Varsity Blues update – Will Trump pardon them?

I’ve been posting updates on this blog from time to time on the latest defendants to be convicted and sentenced in the college entrance cheating scandal known as Varsity Blues. Sentenced just last month was Karen Littlefair, described by the L.A. Times as a Newport Beach socialite who “who has hosted fundraisers for high-profile Republican politicians.” She got five months in prison, fines, and community service.

Now that we know from Mary Trump’s book that Donald Trump paid Joe Shapiro to take his SAT so that he could get into Wharton, I see some pardons coming. It’s clear that Trump doesn’t see anything wrong with paying a smart person to take a test for him and he has also shown that he is happy to pardon some pretty low-life criminals (Blagojevich [Dem], and Roger Stone [Rep.]) and favors rich people especially, I can’t see any reason for him not to pardon his imitators once the election is over. Win or lose, he has no more incentive to even pretend to be law-abiding or honest. These criminals are all rich and all have shown a willingness to use their money to bribe people for illegal favors, so I suspect Donald or his kids will be getting some big paydays from this presidential power. He’s already used it to benefit himself, buying Stone’s silence.

I always wondered how Trump, who talks and writes (tweets) like a drunken dyslexic third-grader, got into Wharton.

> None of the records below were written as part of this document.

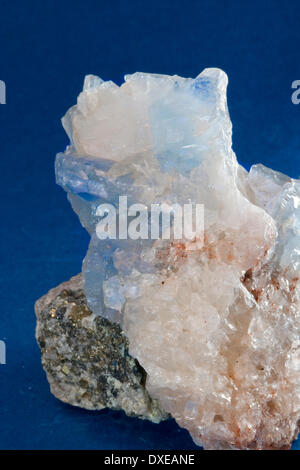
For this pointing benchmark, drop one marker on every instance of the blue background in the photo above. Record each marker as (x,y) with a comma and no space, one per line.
(46,49)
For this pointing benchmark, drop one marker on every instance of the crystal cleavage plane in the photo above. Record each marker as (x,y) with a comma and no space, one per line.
(215,325)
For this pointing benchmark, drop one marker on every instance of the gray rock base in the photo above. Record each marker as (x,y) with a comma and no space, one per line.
(86,357)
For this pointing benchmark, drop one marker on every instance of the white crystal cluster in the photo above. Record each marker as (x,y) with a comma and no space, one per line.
(216,326)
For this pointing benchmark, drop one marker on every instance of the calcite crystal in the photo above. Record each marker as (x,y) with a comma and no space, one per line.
(215,324)
(86,357)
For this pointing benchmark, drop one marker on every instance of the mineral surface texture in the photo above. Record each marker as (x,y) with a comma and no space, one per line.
(213,320)
(86,356)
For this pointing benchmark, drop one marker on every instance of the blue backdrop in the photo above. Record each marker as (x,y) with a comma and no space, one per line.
(46,49)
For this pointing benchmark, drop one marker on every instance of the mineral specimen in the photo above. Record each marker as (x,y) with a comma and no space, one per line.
(86,356)
(215,320)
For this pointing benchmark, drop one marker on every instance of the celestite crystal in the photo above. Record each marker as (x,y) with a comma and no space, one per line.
(216,325)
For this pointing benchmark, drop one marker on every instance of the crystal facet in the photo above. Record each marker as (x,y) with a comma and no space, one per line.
(216,326)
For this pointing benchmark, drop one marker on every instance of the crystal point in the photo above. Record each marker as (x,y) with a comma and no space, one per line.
(215,327)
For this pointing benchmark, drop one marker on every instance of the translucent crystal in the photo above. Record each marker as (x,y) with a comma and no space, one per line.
(216,327)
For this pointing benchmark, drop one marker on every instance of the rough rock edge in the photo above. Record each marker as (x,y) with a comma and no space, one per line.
(86,357)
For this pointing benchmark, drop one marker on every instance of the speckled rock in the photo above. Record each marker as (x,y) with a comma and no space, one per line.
(86,356)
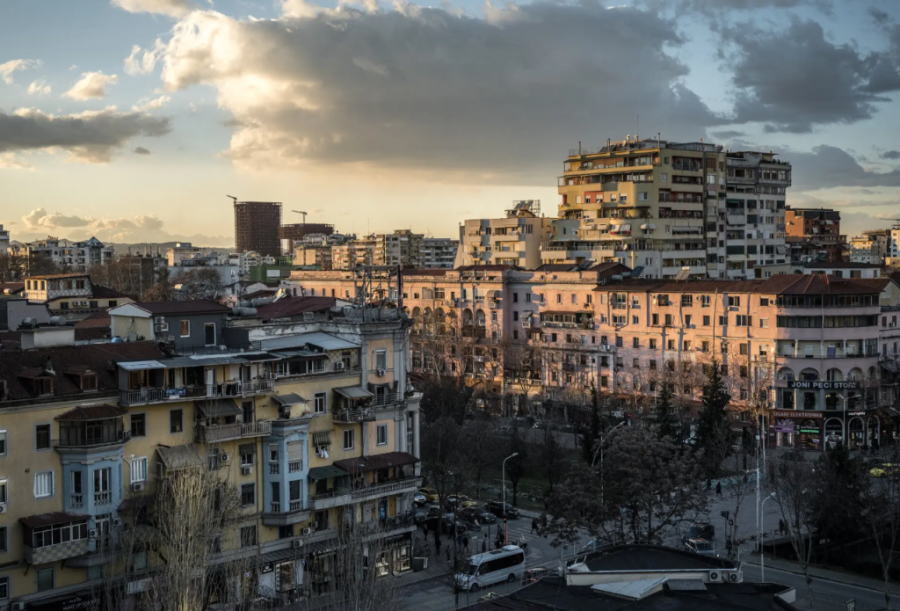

He could only get into Fordham at first, a decent, but second tier, private school known as a pay-to-play second choice on the east coast, much like USC out here in California. Wharton, however, part of the Ivy League Penn, is much more demanding. As soon as we heard Michael Cohen’s sworn testimony that he was directed by Trump to threaten the universities and the ETS with lawsuits if they revealed his SAT scores or grades, I knew his admission had been fishy. Now we know the details. I’m sure that if we saw the initial scores he had when admitted to Fordham and the one from Shapiro for the second time around, the disparity would have been so great it would have been clear there had been fraud.

Maybe I’m wrong. After all, he is a stable genius. Person. Woman. Man. Camera. TV. As for the pardons, of course I’m only speculating, but if it happens, I’ll enjoy the I-told-you-so-moment.